当時の多くの日本企業は、オペレーション効率とシェアの追求にやっきになっていて戦略がなかったと結論づけています。つまり、選択と集中であったりSTP(セグメンテーション、ターゲッティング、ポジショニング)といった戦略がなく、全ての顧客に全てのモノを提供するという非効率的な模倣合戦に終止し、結果過度の価格競争に陥り、利益を失っていったということです(勿論、戦略のあった成功産業のことは誉めている)。
で、ポーター教授はこう宣います。
戦略とはトレードオフである。戦略は何をしないかという選択であると。
そして、
日本企業のもつ卓越したオペレーション効率と戦略のシナジーが日本企業の国際競争力を強化すると。

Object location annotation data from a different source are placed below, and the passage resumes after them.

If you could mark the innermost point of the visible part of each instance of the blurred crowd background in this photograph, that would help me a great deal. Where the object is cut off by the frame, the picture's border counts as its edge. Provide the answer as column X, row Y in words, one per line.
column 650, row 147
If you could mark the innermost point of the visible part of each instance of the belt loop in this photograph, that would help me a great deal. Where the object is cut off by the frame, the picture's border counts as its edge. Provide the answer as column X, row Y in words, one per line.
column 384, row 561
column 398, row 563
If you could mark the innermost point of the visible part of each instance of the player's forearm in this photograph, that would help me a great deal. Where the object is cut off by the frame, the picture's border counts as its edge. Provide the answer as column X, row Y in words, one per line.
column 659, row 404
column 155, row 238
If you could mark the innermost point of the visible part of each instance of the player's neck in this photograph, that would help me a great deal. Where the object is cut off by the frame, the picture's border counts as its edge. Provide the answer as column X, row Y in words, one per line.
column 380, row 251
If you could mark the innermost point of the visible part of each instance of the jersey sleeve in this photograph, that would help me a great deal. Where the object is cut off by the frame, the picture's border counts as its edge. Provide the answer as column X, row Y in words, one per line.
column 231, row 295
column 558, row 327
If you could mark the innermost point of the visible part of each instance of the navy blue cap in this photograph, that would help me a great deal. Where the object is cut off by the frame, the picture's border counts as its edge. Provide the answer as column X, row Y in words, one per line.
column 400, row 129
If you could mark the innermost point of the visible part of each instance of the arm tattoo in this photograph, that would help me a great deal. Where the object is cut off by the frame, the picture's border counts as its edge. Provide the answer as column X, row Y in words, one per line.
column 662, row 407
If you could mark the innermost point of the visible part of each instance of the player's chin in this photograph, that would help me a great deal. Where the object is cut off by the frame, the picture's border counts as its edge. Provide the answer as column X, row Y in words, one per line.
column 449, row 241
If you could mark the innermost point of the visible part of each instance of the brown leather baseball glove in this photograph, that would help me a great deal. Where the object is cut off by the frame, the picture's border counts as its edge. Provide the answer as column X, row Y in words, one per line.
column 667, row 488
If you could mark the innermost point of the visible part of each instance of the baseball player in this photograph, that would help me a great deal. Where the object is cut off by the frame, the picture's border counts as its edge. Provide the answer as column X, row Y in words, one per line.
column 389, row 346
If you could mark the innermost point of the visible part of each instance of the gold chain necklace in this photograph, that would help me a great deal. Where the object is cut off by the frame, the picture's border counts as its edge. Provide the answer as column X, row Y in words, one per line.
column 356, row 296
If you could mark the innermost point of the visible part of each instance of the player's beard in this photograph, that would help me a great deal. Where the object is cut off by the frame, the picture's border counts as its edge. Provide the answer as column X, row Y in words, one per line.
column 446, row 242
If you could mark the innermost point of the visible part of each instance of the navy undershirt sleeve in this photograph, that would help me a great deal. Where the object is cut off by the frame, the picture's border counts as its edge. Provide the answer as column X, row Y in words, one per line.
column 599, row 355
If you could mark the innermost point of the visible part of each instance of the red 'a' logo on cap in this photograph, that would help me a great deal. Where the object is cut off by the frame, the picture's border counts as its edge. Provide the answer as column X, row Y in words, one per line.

また、政府の、国内市場での競争を抑制する保護政策や市場をコントロールしようとする政策(合法カルテルとか)が、国内企業の健全な競争を阻害し、イノベーションを阻害し、国内の要素要件を高コスト化した失政であると評しています(大前研一氏も自身の著作「日本の真実
で、ポーター教授はこう宣います。
健全な競争を強い産業クラスターを形成し、イノベーションを加速し、国際競争力を高めると。企業の健全な競争を促す政策を取るべきだと。
「Japan as No.1」とは、一握りの戦略を持った成功産業の大いなる成功の影に、数多くの失敗産業があることを見逃していたための言葉なのかもしれません(自分、当時は生まれていないorチビッコだったので全部想像ですが)。
それにつけても、ポーター教授の論は凄いですね。理路整然で読み易いし(訳がよかったのか?でも原文がよくないとよい訳は生まれないと思う)。世界一のストラテジストですよ。
本書は、ファイブ・フォース・モデル、ダイヤモンド・フレームワーク、クラスター理論が一通り解説されていて、しかも、ポーター教授による日本企業のケース・スタディーが聴講できる希有な本かと思います。